In a larger, cultural sense—since I’m not versed enough in the technical side of this subject, I’m deflecting to where I can bloviate on slightly more solid ground—I don’t understand the disinterest in, even hostility toward, space exploration. In general, I’m dismayed by the lack of pioneering derring-do and spirit in American culture today. Aren’t we descended from rugged frontiersmen and women who crossed oceans, forded rivers, climbed mountains, and endured dysentery to get here?
A few years ago, I stumbled upon one of those writers I love—a slightly fringe character who writes about weird, just-outside-of-the-mainstream topics. The author in question is James D. Heiser, a bishop in the Evangelical Lutheran Diocese of North America and a founding member of the Mars Society, a group that aims to put Americans on Mars.

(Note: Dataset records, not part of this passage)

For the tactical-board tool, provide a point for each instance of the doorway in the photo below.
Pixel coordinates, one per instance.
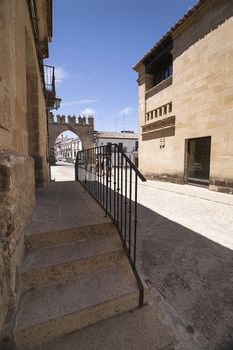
(198, 160)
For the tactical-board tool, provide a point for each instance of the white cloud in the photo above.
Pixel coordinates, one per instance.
(88, 111)
(60, 74)
(96, 73)
(125, 111)
(78, 102)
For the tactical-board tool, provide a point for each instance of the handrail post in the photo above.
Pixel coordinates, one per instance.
(92, 167)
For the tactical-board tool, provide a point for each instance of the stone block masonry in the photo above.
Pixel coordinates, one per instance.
(201, 93)
(16, 204)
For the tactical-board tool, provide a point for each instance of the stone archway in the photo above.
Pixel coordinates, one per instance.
(83, 129)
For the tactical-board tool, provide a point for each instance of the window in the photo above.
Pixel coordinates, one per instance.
(161, 65)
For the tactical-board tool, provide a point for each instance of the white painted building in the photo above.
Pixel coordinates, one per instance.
(129, 141)
(67, 148)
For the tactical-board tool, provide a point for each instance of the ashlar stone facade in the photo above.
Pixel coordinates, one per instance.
(185, 96)
(25, 30)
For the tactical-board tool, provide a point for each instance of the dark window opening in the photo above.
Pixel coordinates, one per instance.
(161, 66)
(199, 159)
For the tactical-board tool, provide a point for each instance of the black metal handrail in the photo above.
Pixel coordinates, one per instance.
(108, 174)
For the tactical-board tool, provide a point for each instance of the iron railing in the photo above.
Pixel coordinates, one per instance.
(112, 179)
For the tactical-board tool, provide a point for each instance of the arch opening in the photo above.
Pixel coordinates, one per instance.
(65, 149)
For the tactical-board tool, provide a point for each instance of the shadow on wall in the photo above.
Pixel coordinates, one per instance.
(219, 12)
(193, 274)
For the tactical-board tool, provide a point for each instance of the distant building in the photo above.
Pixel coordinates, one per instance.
(186, 100)
(128, 139)
(67, 148)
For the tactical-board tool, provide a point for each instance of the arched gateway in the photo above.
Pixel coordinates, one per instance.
(83, 129)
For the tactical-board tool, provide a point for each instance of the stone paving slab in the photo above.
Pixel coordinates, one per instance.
(64, 205)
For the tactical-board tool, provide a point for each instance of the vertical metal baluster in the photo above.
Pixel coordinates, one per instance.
(103, 177)
(114, 183)
(110, 169)
(95, 177)
(118, 184)
(99, 175)
(121, 194)
(126, 200)
(135, 218)
(106, 180)
(85, 164)
(130, 207)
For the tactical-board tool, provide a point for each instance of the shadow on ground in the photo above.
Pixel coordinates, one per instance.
(190, 279)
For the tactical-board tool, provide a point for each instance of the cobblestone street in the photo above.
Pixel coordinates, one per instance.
(185, 256)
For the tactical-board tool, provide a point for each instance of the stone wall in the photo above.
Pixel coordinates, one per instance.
(201, 96)
(16, 205)
(83, 127)
(22, 140)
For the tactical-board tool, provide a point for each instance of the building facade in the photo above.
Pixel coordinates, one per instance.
(25, 31)
(185, 96)
(129, 141)
(67, 148)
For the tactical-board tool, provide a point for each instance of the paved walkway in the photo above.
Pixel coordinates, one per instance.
(185, 242)
(199, 209)
(185, 255)
(64, 205)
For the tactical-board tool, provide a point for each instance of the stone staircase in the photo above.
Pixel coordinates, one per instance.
(72, 278)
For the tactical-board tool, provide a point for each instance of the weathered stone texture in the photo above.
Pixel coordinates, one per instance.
(20, 104)
(201, 95)
(16, 205)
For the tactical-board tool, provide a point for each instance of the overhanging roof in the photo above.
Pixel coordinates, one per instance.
(166, 36)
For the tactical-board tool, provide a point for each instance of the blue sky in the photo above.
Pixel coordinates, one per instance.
(95, 45)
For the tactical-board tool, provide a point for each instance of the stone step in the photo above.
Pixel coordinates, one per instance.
(47, 313)
(46, 265)
(50, 238)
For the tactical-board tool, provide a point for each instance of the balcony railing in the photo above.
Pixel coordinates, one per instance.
(112, 179)
(49, 80)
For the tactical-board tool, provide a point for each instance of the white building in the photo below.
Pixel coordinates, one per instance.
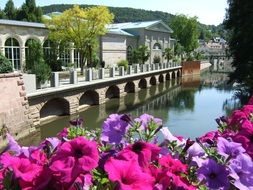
(116, 45)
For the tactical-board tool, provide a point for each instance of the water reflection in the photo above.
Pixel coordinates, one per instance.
(188, 107)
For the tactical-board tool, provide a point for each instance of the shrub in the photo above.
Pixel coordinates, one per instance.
(123, 63)
(5, 65)
(157, 59)
(42, 72)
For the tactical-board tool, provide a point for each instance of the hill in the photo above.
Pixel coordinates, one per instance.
(125, 14)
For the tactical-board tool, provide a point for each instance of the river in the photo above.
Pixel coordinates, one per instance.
(188, 107)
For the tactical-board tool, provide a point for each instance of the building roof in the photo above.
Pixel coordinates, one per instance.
(119, 32)
(22, 23)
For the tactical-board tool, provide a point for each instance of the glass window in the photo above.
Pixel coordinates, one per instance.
(12, 52)
(129, 54)
(157, 46)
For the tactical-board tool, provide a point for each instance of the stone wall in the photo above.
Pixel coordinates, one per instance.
(190, 68)
(14, 107)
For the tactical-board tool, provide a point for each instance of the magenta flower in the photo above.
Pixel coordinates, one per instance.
(227, 148)
(241, 171)
(114, 129)
(146, 152)
(214, 175)
(144, 120)
(73, 158)
(247, 110)
(24, 170)
(128, 175)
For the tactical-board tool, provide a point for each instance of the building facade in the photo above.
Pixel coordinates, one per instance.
(116, 45)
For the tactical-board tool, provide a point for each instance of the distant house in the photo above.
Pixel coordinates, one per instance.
(116, 45)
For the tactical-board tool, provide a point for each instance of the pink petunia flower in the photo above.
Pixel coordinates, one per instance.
(128, 175)
(73, 158)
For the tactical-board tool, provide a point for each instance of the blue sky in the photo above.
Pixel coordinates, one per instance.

I first stumbled upon Heiser after reading a review of his book “The American Empire Should Be Destroyed”: Alexander Dugin and the Perils of the Immanentized Eschatology, which is about the titular figure, an eccentric, Rasputin-like character who advises Vladimir Putin in some capacity. That book led me to another Heiser work, Civilization and the New Frontier: Reflections on Virtue and the Settlement of a New World, a collection of essays—mostly his introductory remarks at various Mars Society annual conventions—about the settlement of Mars.
The basic argument is that the quest to settle new worlds will stretch Americans not just scientifically, but spiritually: in striving for the stars, we’ll cultivate the classical virtues that make civilization possible, and, in the process, reinvigorate our earthly civilization.
I believe there’s something to this thesis. Struggle—be it the struggle to survive on the hostile Martian plains, or to make ends meet here on Earth—breeds growth. Adversity is the heat that tempers the iron of the soul.
Space has much to offer: abundant natural resources, the thrill of discovery, hot alien babes (just kidding about that last one). But it also has the potential to inspire future generations of Americans to reach for the stars—both physically, and spiritually.